# Handling Holidays in Your Software

Keeping track of holidays is important in many industries but calendars are based on complex astronomical observations with roots in ancient cultures.

## Introduction

Do you know if Easter falls in March or April next year? Or the weekday of Christmas Eve? If not, it is no surprise.  Managing the calendar is not a straightforward matter. In fact, it is a perfect example of how human knowledge is gathered during centuries, or even millennia, only to be confirmed and enhanced by modern science and technology.
Beyond the scheduling of our vacations, calendars and holidays have a crucial role in many business processes: pricing policies for hotels and airlines, stock estimations in retail establishments and interest rate calculations in financial contracts are just a few examples. So let’s look into what we are facing when including calendars in our software applications…

The programming examples in this article will use”/” for integer division and % for modulo operations, for example 5 / 2 =2 and 5 % 2 = 1.

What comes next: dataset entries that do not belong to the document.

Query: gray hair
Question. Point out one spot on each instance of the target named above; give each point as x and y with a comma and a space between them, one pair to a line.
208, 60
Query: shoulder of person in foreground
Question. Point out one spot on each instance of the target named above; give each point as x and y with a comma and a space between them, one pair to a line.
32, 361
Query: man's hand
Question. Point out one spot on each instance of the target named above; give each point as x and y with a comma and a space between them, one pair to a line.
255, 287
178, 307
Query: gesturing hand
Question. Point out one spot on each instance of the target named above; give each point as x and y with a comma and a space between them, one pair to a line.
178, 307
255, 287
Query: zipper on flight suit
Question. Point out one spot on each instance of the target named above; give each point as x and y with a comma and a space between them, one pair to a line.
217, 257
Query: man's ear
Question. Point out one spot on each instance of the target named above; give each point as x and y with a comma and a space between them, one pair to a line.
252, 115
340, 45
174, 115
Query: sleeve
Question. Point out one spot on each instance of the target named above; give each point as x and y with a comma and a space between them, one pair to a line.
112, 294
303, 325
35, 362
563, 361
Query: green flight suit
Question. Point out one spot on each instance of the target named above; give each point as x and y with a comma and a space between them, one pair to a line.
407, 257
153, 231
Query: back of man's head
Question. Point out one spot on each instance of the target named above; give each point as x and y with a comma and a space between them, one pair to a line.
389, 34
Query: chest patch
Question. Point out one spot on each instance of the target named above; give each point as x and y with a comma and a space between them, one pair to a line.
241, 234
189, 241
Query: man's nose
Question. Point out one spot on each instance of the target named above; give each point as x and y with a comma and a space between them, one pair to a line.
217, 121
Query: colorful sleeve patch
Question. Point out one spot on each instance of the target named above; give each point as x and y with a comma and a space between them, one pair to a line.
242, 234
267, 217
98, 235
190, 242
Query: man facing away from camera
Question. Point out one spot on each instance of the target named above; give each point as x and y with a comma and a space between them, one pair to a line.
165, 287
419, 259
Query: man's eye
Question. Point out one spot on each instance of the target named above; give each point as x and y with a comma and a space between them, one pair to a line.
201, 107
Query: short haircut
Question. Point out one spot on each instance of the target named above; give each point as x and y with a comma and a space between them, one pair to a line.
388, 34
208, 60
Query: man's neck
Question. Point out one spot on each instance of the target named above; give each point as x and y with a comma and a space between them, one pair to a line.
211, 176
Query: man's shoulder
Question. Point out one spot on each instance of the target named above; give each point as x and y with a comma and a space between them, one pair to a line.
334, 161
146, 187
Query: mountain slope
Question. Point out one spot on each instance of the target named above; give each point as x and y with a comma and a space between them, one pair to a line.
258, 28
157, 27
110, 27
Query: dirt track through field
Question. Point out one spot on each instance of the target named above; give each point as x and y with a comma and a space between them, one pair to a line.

## Of Babylon and the Vatican

One of the most well-known calendar peculiarities is that the solar year is slightly longer than 365 days. In 1582, Pope Gregory XIII decided upon the correction we all know as “leap year”, an extra day if the year is a multiple of 4 but not of 100 unless it is also a multiple of 400. A typical leap year adjustment factor would look like this in my favorite programming language Scala:

``def leapYear(year: Int): Int = (if (year % 4 == 0) 1 else 0) - (if (year % 100 == 0) 1 else 0) +( if (year % 400 == 0) 1 else 0)``

Once we have gotten the solar year right, it will still not be equal to any multiple of a lunation, which follows a variable pattern with an average of a little more than 29.5 days. Curiously, with a great deal of accuracy we might say that 235 lunar months correspond to 19 solar years, which is called the “Metonic cycle”. Despite being named after a Greek astronomer, there are records of its usage in both Babylon and ancient China. For the Christian era, a year’s position in the cycle is called the “Golden Number” and defined as:

``def goldenNumber(year: Int): Int = (year % 19) + 1``

The habit of dividing time into seven days can also be traced back to the Babylonians, as well as to Jewish tradition. It is thought as originally meant to represent a quarter of a lunation, which of course give rise to further mismatches with the solar years and lunar month. Fortunately, the sequence of weekdays in calendar months and years is much less complicated. In fact, it only depends on the shift caused by the fact that 52 weeks equals 364 days. That is, one day less than a full year or two days less than a leap year. Before the invention of electronic calculators, complex tables were used.  The sequence of letters A – G was assigned to every day of the year, starting with an A for January 1. As a result, all Sundays will have the same code, which is denominated the “Dominical Letter”. If we index A – G as 1 – 7, the following formula applies:

``def dominicalLetter(year: Int): Int = 7 - ((year + year / 4 - year / 100 + year / 400 - 1) % 7)``

When using the Dominical Letter for determining the weekday for a particular date, we must make a correction for leap years. That is, the Dominical Letter shifts one step back from March 1 and onwards. All in all there are only 14 possible combinations, according to which weekday is January 1st and if it is a leap year or not. Some curious facts can be derived for these 14 cases, for example the number of Friday 13th during the year and in which months they fall.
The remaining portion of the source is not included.